Cast: Kangana Ranaut, Soham Shah, Esha Tewari Pande, Aneesha Joshi
Rated: 6/10
If it was only about Kangana Ranaut, this would have been a top-notch film. She is near perfect, full of role and rebellion, easy to the camera, a bundle of expressions and a solid pivot. In fact, so singular is her presence in the film that you wonder why Bollywood does not have more woman-central films.
However, Kangana is focussed, Simran is not. Kangana is riveting but Simran is confused. Kangana hides no shades and has many, while Simran gets aimless, confused and directionless after a while.
It is sad that the actress and the film are poles apart. Just a little bit of a purposeful storyline would have made it a movie to be with and a tale to remember.
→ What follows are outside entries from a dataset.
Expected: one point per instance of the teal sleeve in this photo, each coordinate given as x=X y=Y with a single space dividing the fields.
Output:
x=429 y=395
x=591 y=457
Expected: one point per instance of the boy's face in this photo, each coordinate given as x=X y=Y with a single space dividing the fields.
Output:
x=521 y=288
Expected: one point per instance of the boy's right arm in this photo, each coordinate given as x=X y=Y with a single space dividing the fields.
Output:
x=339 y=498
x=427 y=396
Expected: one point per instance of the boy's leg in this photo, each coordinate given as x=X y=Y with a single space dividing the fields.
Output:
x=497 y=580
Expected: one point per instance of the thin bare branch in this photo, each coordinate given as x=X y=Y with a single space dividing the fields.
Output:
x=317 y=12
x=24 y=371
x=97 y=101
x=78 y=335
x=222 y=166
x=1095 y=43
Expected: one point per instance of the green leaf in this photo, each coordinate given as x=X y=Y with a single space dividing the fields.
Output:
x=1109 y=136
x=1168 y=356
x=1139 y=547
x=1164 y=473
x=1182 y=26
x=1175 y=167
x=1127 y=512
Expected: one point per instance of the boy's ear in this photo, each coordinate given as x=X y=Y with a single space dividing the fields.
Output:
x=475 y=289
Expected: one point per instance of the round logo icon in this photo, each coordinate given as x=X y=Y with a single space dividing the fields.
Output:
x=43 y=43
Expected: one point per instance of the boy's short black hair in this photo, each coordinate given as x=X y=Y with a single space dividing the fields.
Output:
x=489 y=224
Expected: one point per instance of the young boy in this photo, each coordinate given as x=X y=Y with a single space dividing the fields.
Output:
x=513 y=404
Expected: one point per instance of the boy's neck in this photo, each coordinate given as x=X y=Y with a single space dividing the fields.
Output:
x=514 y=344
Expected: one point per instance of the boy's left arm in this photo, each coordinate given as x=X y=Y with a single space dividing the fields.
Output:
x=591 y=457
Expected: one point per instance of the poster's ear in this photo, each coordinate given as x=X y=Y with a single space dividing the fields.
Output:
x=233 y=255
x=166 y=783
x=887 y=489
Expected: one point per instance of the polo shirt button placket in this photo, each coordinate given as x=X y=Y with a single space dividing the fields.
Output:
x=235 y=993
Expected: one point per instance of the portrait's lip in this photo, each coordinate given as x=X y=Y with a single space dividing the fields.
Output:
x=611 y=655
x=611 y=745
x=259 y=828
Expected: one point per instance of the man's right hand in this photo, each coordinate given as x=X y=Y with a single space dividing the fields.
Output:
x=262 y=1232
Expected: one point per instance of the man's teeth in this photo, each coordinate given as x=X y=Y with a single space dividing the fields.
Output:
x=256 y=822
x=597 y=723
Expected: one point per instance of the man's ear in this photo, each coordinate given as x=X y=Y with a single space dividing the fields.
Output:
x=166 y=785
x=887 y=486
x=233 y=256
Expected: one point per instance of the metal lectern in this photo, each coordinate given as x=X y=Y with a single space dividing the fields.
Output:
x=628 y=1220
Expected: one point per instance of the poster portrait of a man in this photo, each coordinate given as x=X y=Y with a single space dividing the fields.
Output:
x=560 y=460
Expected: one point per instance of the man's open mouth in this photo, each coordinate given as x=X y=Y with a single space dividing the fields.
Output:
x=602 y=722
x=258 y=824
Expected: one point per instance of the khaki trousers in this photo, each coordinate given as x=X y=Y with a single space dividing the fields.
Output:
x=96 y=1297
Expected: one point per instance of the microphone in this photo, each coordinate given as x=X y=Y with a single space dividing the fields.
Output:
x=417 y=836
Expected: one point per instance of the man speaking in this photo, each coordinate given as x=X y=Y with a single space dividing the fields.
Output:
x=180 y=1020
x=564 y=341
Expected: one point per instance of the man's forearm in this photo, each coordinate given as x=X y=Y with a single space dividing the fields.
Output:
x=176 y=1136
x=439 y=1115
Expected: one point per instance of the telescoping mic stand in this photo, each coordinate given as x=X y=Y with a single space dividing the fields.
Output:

But the director was so confident of his lead heroine that he forgot that even she would need to tell a coherent tale with the ability to build up a climax. That’s why Simran sags despite Kangana soaring.
As a 30-year-old Gujju divorcee in Atlanta with dreams to buy her own house by saving from her housekeeping job in a plush hotel, she is waylaid by gambling, goons, intimidation and robberies. So much so that the film too gets waylaid from telling the story of an independent, fearless, brash and delightfully negative woman, to a rigmarole where everything, even Kangana’s efforts, gets caricaturised. Quite a pity to see such potential and such individual effort go down a pock-marked plot.
After movies like Tanu Weds Manu and Queen where the story enhances the histrionic acumen of its leading leady by leaps and bounds, expectations from Kangana have been sky-high. So, if a film grounds her flight on the popularity charts, there is something wrong with the movie, not Ranaut. Simran proves this, and in the process, looks accusingly at the story writer and director.